Face à tout cela, les personnes concernées encaissent, mais à quel prix? Celui, souvent, de leur santé mentale. D’abord parce que nombreux sont ceux qui intériorisent cette sérophobie. «On se vit un peu comme celui qui l’aurait bien cherché. L’incessante crainte d’être rejeté peut réveiller un sentiment d’insécurité personnelle et a un impact considérable sur l’estime de soi et la relation aux autres», témoigne Paul. Ensuite parce qu’il s’agit de faire face à un dilemme: dire ou ne pas dire sa séropositivité? «Certains dépensent une énergie considérable pour cacher leur statut. Or, vivre dans le secret est une charge mentale immense potentiellement très nocive pour la santé physique et psychologique», souligne David Jackson-Perry. Mais, dans le même temps, si révéler son statut soulage et permet d’obtenir du soutien, c’est aussi le risque de s’exposer à des discriminations. «Assurément, tout le monde ne vit pas dans un environnement favorable pour le dire» regrette le sociologue. Ainsi, si Paul a pensé la révélation de sa séropositivité comme un second coming out libérateur, il explique aussi: «C’est une autre charge mentale que de dire son statut car dès lors, il nous incombe la nécessité d’expliquer, d’accompagner la personne en face dans sa compréhension du VIH, d’informer… quitte à s’exposer à du rejet.»
 
Qu’ils soient dans le placard ou non, certains parviennent à trouver un équilibre, mais les personnes vivant avec le VIH continuent aujourd’hui encore de compter parmi les plus exposées au risque de dépression et d’addiction. C’est une des raisons pour lesquelles nous devons tous·tes·x avoir conscience de cette sérophobie, en faire un enjeu communautaire et participer à l’information autour du VIH.
 
 

L’équation à retenir: I=I («indétectable = intransmissible»)

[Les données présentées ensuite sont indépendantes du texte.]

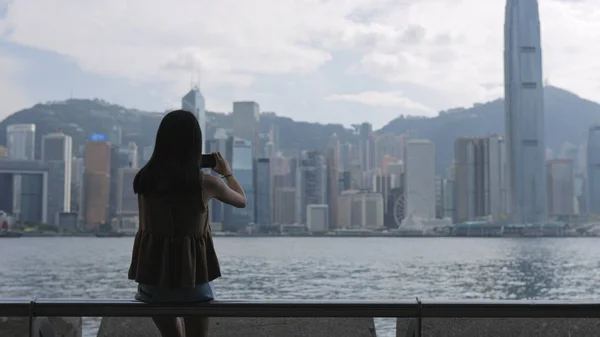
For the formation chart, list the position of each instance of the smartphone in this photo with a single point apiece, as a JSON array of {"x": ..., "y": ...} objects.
[{"x": 208, "y": 161}]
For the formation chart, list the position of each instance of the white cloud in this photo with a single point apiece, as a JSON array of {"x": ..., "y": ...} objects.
[
  {"x": 12, "y": 97},
  {"x": 396, "y": 99},
  {"x": 443, "y": 53}
]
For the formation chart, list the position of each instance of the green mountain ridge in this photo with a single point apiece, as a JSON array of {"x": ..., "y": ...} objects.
[{"x": 567, "y": 119}]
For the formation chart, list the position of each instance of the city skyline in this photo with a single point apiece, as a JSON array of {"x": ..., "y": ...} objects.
[
  {"x": 394, "y": 68},
  {"x": 524, "y": 112}
]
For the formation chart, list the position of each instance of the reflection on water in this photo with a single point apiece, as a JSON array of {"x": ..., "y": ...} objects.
[{"x": 322, "y": 268}]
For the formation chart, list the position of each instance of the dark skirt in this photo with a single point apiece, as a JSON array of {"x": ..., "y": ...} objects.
[{"x": 201, "y": 293}]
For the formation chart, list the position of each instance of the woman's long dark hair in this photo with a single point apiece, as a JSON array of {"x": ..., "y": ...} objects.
[{"x": 174, "y": 167}]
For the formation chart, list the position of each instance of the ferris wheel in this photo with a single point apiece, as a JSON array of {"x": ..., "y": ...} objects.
[{"x": 399, "y": 209}]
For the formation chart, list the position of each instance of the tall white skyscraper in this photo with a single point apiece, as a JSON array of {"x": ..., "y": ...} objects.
[
  {"x": 21, "y": 141},
  {"x": 57, "y": 152},
  {"x": 524, "y": 112},
  {"x": 246, "y": 118},
  {"x": 194, "y": 102},
  {"x": 419, "y": 179},
  {"x": 593, "y": 170}
]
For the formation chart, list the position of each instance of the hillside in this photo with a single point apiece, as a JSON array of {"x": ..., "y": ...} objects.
[
  {"x": 81, "y": 117},
  {"x": 568, "y": 118}
]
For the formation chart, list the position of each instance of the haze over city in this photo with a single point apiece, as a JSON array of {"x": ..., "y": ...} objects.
[{"x": 325, "y": 61}]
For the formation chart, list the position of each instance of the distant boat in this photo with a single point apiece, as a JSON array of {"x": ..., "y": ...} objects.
[
  {"x": 5, "y": 232},
  {"x": 10, "y": 235},
  {"x": 109, "y": 234}
]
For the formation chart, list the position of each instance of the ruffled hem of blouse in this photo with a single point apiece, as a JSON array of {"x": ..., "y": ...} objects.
[{"x": 173, "y": 262}]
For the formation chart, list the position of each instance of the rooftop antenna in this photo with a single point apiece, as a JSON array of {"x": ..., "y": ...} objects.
[{"x": 199, "y": 75}]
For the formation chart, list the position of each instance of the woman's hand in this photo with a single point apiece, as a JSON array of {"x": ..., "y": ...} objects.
[{"x": 222, "y": 167}]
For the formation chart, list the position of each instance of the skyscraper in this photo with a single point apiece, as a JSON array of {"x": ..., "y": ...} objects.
[
  {"x": 311, "y": 186},
  {"x": 593, "y": 170},
  {"x": 97, "y": 183},
  {"x": 419, "y": 179},
  {"x": 246, "y": 117},
  {"x": 57, "y": 152},
  {"x": 21, "y": 141},
  {"x": 262, "y": 190},
  {"x": 194, "y": 102},
  {"x": 561, "y": 196},
  {"x": 479, "y": 189},
  {"x": 239, "y": 156},
  {"x": 524, "y": 112}
]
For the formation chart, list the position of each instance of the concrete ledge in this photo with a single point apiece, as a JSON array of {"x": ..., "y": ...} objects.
[
  {"x": 249, "y": 327},
  {"x": 504, "y": 327},
  {"x": 43, "y": 327}
]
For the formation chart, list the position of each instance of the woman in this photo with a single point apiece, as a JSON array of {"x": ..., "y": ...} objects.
[{"x": 173, "y": 258}]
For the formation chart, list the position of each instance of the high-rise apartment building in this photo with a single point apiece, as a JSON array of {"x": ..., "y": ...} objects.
[
  {"x": 285, "y": 212},
  {"x": 317, "y": 218},
  {"x": 561, "y": 196},
  {"x": 97, "y": 183},
  {"x": 361, "y": 209},
  {"x": 480, "y": 178},
  {"x": 262, "y": 188},
  {"x": 194, "y": 102},
  {"x": 246, "y": 118},
  {"x": 242, "y": 164},
  {"x": 332, "y": 181},
  {"x": 524, "y": 112},
  {"x": 127, "y": 202},
  {"x": 311, "y": 182},
  {"x": 419, "y": 179},
  {"x": 57, "y": 152},
  {"x": 221, "y": 145},
  {"x": 593, "y": 170},
  {"x": 21, "y": 141}
]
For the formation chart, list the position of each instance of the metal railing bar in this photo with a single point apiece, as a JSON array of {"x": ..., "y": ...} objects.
[
  {"x": 510, "y": 309},
  {"x": 397, "y": 309},
  {"x": 18, "y": 306},
  {"x": 130, "y": 308}
]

Aujourd’hui, les personnes vivant avec le VIH et qui prennent depuis au moins 6 mois un traitement anti-rétroviral ont une charge virale extrêmement basse, si basse qu’elle est indétectable lors des analyses effectuées en laboratoire. Si basse aussi que le risque de transmission lors d’un rapport sexuel sans préservatif ou par voie sanguine est absolument nul. C’est pour cela que l’on dit «indétectable = intransmissible» et que l’on parle d’une «révolution TasP».